When people think about pit bulls and similar breeds, they often associate unprovoked attacks and supernatural strength with these kind, gentle dogs.
So Animal Planet has gathered information and debunked five majorly untrue myths about bully breeds.
Myth #1: "Bully breeds are naturally aggressive and mean."
Truth: The American Humane Association did tests and concluded that many dog breeds were far more aggressive and mean, including beagles and collies.
Myth #2: "Bully breeds attack more humans than any other dog."
Truth: 4.5 million people are bitten by dogs in the U.S. each year, but the more common breeds of dog in the attacks are actually german shepherds and chow chows.
Myth #3: Bully breeds are prone to locking their jaws, and have a stronger bite than any other dog.
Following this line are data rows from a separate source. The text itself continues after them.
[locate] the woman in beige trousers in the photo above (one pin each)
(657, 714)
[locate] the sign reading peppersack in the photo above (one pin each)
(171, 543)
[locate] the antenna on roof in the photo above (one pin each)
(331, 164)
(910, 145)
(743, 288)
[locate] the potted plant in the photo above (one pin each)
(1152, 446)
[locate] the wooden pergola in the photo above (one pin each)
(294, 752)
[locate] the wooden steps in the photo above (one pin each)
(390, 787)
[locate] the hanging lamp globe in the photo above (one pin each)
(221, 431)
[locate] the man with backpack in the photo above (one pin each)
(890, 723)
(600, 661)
Truth: Bully breeds have no different jaws than any other breed of dog or the ability to "lock" their jaw.
In fact, german shepherds and rottweilers have a stronger bite than pit bulls.
Myth #4: "Bully breed brains grow continuously, causing them to go crazy."
Truth: This myth was originally pinned to dobermans and eventually made its way to the bully breeds.
None of it is true, all dogs' brains grow and stop at about the same rate.
Myth #5: "Bully breeds are not safe to adopt or rescue because of unknown genetic history."
Truth: A dog's recent history and current temperament (easily attainable from any shelter worker) are more relevant than a detailed genetic history.